Internal migration and urbanization explain essentially none of the aggregate decline — all subgroups (rural/urban, stayer/migrant) experienced similar parallel declines in sorting, suggesting no group-specific mechanism there.

Relation to the Literature

The paper engages a large literature on intergenerational mobility and assortative mating. A few key points of engagement:

  • Olivetti & Paserman (2015) use given-name pseudo-links to estimate women’s mobility; the current paper provides direct links via birth surnames, avoiding selection biases inherent to pseudo-linking.
  • Buckles et al. (2023) use genealogist-constructed family trees nationally; they find rising father-father-in-law correlations (0.63–0.75), which this paper reconciles by showing this proxy does not track the structural \(\rho\).
  • Bailey & Lin (2024) use Ohio birth/death/marriage records (LIFE-M); they find similar rank-rank mobility levels to this paper for overlapping cohorts.
  • Ward (2023) is followed methodologically for the IV correction of measurement error in father’s status; the paper finds higher persistence than much earlier historical work precisely because of this correction.
  • Espín-Sánchez, Ferrie & Vickers (2023) supply the structural model; this paper applies it empirically at scale to a new historical setting.
  • The finding that U.S. mobility did not monotonically decline reinforces Ward (2023) and challenges simpler narratives.

Conclusion

The paper’s central message is that the marriage market — not the labor market — was the primary channel of women’s intergenerational economic mobility in 19th-century America.

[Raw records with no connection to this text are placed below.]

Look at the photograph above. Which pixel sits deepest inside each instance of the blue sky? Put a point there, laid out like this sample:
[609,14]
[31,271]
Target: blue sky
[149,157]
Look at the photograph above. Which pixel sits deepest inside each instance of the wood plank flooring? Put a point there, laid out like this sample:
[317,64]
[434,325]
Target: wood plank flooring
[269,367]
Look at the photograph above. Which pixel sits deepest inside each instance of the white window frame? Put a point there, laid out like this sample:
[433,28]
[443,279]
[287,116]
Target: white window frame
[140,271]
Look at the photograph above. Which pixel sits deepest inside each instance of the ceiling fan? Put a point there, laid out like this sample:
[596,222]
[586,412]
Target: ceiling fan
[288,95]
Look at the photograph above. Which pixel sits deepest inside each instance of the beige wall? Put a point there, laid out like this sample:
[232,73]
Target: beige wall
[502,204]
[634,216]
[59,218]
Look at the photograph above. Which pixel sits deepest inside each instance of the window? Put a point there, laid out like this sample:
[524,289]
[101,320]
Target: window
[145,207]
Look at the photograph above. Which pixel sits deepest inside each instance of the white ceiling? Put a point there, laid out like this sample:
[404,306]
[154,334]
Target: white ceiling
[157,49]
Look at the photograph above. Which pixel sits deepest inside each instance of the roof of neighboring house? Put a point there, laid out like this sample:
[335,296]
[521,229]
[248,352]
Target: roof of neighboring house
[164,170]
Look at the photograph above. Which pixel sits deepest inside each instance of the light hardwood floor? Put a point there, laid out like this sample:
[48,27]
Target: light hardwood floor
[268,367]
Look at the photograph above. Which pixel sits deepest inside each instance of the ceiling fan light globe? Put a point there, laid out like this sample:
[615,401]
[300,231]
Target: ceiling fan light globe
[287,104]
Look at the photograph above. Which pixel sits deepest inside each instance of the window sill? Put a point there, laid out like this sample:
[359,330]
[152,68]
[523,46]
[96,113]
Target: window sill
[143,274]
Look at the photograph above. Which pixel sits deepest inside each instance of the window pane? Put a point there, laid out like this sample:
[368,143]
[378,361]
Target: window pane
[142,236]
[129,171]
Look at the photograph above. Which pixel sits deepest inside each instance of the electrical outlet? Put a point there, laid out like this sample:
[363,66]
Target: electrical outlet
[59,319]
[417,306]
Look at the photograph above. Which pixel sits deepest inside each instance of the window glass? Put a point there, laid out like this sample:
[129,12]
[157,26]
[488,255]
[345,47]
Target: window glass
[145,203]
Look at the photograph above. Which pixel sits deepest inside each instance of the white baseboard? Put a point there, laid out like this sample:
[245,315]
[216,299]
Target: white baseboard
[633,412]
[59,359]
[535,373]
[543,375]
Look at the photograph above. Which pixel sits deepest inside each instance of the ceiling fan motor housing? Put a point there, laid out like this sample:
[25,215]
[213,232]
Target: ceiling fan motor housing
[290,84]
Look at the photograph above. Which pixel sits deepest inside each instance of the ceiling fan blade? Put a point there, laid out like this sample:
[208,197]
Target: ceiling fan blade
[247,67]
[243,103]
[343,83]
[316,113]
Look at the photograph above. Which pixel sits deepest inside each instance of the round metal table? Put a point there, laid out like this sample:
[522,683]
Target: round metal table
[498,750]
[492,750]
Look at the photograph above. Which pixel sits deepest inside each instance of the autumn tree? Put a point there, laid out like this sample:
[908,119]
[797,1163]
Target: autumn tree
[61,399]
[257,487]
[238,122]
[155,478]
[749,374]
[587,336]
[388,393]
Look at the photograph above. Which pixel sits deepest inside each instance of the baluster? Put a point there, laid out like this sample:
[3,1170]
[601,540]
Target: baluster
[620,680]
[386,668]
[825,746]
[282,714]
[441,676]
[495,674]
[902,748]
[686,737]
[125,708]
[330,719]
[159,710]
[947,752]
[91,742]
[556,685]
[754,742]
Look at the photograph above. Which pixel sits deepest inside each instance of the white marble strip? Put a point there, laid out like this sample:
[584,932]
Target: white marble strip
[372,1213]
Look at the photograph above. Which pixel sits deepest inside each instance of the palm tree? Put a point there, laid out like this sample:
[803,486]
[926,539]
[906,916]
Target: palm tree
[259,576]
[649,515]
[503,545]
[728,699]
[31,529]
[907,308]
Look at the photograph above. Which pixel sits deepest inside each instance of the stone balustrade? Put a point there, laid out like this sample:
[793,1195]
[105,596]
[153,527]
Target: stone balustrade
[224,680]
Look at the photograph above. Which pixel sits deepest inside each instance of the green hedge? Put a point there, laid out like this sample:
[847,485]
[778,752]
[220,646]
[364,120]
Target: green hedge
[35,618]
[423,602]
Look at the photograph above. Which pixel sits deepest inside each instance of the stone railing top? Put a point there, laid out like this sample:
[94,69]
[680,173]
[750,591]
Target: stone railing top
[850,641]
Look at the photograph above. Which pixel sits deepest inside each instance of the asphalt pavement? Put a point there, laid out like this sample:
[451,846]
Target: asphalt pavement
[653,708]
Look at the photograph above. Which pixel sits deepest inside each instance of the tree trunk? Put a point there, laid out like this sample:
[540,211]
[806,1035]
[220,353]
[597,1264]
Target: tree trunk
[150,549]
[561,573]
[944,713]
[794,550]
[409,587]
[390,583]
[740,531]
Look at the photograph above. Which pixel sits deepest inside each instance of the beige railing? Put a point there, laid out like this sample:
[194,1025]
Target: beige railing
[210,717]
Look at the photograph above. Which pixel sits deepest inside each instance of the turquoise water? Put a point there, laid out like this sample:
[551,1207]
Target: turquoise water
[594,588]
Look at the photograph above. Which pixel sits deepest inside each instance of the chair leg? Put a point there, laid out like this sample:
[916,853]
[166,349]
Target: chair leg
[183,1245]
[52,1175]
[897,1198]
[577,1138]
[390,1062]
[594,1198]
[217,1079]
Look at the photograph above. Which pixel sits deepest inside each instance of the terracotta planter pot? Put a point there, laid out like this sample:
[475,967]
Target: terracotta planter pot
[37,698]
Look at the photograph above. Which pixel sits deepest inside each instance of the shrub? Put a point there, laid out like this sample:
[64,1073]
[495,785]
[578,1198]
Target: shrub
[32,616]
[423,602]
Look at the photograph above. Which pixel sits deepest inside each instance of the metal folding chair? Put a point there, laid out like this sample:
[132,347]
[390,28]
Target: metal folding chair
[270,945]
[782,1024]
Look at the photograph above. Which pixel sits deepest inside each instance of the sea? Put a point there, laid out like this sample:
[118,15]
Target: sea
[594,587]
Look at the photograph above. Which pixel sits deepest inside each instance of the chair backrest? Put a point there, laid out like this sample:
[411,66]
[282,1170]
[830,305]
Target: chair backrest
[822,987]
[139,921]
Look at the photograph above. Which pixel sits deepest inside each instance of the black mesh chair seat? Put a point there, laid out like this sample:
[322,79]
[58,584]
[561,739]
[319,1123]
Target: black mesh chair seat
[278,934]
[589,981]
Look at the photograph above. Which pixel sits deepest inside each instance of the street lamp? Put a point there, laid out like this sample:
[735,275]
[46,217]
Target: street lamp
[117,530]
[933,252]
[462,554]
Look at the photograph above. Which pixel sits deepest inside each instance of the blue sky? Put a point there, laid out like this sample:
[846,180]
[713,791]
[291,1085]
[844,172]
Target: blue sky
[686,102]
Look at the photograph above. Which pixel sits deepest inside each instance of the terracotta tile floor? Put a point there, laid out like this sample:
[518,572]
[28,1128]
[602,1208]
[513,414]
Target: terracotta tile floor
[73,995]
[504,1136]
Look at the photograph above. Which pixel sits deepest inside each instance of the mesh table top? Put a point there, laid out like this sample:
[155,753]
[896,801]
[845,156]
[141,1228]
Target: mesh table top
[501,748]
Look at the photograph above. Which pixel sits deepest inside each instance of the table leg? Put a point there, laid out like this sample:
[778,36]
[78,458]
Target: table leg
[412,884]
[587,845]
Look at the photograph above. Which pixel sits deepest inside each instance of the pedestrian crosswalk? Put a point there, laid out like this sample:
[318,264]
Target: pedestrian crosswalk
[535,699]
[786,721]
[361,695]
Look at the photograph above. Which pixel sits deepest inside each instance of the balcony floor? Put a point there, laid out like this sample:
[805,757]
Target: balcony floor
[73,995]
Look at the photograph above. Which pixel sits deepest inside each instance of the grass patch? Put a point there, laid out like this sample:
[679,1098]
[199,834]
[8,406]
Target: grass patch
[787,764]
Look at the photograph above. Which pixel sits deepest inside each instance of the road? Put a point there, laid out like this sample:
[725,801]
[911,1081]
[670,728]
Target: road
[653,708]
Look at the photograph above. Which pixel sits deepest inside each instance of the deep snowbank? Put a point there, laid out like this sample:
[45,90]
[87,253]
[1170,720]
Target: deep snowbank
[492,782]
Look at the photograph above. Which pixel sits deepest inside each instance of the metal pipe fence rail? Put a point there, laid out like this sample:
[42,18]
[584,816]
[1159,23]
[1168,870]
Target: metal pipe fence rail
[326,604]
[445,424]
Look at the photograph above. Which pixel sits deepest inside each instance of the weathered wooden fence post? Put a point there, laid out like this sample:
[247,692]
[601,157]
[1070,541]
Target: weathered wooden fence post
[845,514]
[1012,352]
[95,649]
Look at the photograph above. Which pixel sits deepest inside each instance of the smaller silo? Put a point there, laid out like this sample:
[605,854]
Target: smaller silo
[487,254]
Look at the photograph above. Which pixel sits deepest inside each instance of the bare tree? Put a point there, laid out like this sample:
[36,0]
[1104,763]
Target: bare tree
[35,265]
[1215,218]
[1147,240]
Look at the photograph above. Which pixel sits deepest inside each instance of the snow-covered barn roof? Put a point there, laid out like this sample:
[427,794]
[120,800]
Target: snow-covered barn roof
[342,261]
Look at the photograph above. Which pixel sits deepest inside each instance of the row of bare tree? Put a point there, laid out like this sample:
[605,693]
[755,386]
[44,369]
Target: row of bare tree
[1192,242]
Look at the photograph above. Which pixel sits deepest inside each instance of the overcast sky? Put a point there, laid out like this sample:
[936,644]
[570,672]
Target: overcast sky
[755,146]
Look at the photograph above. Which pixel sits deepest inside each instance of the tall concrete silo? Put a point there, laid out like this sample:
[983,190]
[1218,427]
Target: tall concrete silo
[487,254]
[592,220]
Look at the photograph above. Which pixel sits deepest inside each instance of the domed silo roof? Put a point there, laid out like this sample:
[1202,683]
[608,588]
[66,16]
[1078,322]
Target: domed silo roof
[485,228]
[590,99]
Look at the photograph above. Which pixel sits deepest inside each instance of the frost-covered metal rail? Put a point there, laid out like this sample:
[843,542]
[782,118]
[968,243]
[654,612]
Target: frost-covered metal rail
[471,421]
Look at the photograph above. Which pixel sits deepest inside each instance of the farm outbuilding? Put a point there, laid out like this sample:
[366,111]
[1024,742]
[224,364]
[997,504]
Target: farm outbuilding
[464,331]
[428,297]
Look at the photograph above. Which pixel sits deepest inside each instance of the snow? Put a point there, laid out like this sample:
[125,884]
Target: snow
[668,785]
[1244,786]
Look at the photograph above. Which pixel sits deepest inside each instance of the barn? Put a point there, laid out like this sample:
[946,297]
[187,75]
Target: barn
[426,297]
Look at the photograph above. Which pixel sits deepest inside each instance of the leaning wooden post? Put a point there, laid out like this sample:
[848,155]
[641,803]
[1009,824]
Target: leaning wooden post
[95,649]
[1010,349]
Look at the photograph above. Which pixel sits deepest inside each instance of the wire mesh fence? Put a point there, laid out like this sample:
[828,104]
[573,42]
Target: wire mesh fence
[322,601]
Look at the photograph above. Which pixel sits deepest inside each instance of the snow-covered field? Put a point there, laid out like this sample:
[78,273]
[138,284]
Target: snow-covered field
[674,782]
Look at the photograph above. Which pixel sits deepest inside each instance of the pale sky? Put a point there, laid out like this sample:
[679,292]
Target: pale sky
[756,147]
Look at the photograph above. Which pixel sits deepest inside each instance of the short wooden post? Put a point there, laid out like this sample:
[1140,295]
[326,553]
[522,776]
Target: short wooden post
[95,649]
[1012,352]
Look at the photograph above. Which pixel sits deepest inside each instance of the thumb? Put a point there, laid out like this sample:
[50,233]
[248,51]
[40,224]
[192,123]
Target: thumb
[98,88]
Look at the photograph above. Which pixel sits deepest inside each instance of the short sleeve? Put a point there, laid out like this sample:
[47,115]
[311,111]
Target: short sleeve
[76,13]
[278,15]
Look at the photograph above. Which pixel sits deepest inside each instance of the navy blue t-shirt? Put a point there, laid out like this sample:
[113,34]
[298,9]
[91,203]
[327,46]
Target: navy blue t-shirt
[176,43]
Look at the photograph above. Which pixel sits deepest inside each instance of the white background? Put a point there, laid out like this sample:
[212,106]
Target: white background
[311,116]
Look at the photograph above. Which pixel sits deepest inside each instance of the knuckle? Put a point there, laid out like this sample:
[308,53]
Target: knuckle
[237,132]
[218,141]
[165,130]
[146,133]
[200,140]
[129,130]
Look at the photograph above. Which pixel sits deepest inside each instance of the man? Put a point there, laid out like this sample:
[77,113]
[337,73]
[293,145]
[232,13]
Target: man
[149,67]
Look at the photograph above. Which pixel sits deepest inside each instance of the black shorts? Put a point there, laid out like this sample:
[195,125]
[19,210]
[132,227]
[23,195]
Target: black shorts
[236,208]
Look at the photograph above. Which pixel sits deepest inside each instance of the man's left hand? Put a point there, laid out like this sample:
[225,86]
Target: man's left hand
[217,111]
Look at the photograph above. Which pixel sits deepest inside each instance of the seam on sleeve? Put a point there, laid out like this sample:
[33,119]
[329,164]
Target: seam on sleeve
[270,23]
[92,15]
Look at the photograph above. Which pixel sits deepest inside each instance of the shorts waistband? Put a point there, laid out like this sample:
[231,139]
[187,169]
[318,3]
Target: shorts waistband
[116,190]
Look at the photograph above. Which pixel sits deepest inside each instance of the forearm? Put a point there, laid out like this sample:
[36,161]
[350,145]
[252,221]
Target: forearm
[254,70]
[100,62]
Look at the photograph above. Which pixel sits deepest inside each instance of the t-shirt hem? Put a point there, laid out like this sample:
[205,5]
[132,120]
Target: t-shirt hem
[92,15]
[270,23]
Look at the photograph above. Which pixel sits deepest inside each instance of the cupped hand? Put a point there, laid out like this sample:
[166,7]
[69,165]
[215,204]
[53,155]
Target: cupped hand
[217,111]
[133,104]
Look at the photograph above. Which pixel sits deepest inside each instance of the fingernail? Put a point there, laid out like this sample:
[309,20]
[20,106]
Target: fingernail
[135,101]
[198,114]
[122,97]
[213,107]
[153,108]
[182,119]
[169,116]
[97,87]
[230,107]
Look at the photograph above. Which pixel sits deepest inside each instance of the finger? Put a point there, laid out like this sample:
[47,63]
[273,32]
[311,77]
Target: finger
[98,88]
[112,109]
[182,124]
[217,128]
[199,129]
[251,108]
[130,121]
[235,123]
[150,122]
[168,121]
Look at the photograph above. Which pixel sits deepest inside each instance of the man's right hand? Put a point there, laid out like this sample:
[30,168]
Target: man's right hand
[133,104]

The structural model is the key methodological contribution: it disentangles the unobservable spousal correlation (\(\rho\)) from the observable father-father-in-law correlation by embedding both in a common inheritance framework, and uses the ratio \(\rho = (b^h_{fl})^2 / b^f_{fl}\) as the estimating equation. Immigration — through both the growing share of immigrant-parent families and the narrowing wealth gap between immigrant and native families — accounts for most of the measured decline in assortative mating, and thus most of the measured improvement in women’s mobility, well before broad female labor force participation began.